O PC-12 fabricado para a RFDS é configurado como ambulância aérea (Pilatus Aircraft)

A fabricante suíça Pilatus Aircraft entregou no final de junho o 1.500º turbo-hélice PC-12. A aeronave foi recebida pela Royal Flying Doctor Service of Australia (RFDS), instituição de caridade que presta serviço de ambulância aérea nas áreas mais remotas da Austrália. Esse foi o 33º avião da Pilatus adquirido pelo grupo australiano de 1994.

A celebração de entrega da aeronave foi realizada na fábrica da Pilatus, em Stans, na Suíça, e contou com a presença de 2.000 funcionários da empresa e convidados, além do presidente da fabricante, Oscar J. Schwenk.


“Estamos muito felizes em poder entregar o 1.500º PC-12 a um cliente leal que acreditou nos méritos do PC-12 desde o início. O RFDS usa com sucesso nosso PC-12 para missões excepcionalmente difíceis, entregando a prova diária de que é ideal para esse trabalho”, declarou o presidente da Pilatus.

A entrega do PC-12 número 1.500 foi realizada junto da inauguração de um novo hangar na sede da Pilatus. O novo espaço, com 10.000 metros quadrados, será usado já neste mês para os processos de montagem final das aeronaves da empresa suíça.

Robustez com sofisticação

O PC-12 é considerado um dos aviões mais sofisticados e de maior performance no segmento de aeronaves monomotor utilitárias. O modelo é aplicado em diferentes funções, como voos executivos e transporte de carga, e pode operar em aeródromo com pouca estrutura e pistas austeras. Segundo dados do fabricante, o aparelho pode alcançar velocidade máxima de 530 km/h e tem autonomia para voos de até 3.415 km.

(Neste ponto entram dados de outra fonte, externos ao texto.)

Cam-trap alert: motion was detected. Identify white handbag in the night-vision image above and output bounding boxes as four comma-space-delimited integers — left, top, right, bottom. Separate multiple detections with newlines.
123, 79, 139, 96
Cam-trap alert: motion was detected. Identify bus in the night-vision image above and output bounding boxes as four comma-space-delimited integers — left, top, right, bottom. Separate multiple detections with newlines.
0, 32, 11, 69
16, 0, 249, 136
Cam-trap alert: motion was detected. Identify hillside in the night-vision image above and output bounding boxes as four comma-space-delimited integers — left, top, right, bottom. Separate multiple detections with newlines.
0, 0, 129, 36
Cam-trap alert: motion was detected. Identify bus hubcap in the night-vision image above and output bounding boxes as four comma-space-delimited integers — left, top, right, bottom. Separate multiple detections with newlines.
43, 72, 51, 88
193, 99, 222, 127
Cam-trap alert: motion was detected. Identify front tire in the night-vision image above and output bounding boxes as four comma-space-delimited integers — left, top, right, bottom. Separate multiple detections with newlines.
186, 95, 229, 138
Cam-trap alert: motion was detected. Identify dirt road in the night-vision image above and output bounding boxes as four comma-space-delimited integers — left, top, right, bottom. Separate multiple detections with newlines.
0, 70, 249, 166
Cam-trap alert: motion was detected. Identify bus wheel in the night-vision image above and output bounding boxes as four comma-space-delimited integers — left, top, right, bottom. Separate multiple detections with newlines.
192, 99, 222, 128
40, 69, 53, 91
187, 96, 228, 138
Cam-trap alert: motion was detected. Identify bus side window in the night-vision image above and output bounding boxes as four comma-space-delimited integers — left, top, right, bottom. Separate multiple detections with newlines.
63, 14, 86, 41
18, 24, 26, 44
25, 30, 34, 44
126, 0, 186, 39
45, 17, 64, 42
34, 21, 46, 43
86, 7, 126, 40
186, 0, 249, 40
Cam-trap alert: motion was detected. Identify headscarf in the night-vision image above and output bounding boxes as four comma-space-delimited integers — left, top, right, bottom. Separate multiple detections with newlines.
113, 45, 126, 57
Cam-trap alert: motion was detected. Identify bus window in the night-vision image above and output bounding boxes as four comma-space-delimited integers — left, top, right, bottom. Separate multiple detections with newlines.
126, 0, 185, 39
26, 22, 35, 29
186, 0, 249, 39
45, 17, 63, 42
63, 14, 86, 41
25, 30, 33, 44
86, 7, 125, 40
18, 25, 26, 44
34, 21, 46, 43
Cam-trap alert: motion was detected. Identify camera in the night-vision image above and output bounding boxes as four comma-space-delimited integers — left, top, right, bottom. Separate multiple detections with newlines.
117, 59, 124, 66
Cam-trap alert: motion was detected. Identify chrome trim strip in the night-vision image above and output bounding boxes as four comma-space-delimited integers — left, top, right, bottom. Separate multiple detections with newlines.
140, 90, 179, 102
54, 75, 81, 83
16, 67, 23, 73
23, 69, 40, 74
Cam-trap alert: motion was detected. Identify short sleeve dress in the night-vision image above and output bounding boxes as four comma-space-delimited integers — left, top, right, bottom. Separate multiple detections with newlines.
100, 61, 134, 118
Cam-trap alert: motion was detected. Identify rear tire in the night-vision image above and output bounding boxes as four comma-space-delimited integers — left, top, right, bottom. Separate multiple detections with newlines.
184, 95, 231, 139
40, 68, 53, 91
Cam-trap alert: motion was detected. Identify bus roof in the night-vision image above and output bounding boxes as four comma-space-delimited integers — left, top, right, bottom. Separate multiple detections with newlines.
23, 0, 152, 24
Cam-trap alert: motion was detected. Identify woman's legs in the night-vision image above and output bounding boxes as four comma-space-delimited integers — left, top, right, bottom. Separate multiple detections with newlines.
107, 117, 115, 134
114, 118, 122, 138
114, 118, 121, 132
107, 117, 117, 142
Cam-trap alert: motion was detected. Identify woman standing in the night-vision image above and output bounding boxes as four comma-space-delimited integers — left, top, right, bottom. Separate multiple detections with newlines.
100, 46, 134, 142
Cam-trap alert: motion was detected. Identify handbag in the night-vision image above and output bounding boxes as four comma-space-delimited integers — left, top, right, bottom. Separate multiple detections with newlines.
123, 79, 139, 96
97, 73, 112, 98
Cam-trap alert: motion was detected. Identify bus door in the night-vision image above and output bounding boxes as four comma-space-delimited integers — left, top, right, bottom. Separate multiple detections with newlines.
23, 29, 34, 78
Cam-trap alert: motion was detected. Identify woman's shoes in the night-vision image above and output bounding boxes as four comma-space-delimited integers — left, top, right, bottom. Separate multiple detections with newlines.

O PC-12 tem capacidade para transportar de 6 a 9 passageiros; a cabine do avião é pressurizada (Pilatus)

O PC-12 pode transportar de 6 a 9 passageiros; a cabine do avião é pressurizada (Pilatus Aircraft)

O primeiro voo do PC-12 foi realizado em 31 de maio de 1991 e a aeronave, hoje avaliada em US$ 4,8 milhões (cerca de R$ 15,8 milhões), chegou ao mercado três anos depois. De acordo com a Pilatus, a frota global da aeronave soma atualmente seis milhões de horas de voo e o modelo é certificado para operar em 55 países.

Grande parte da estrutura da fuselagem e asas do PC-12 são construídas pela OGMA, em Portugal, empresa que hoje é controlada pela Embraer.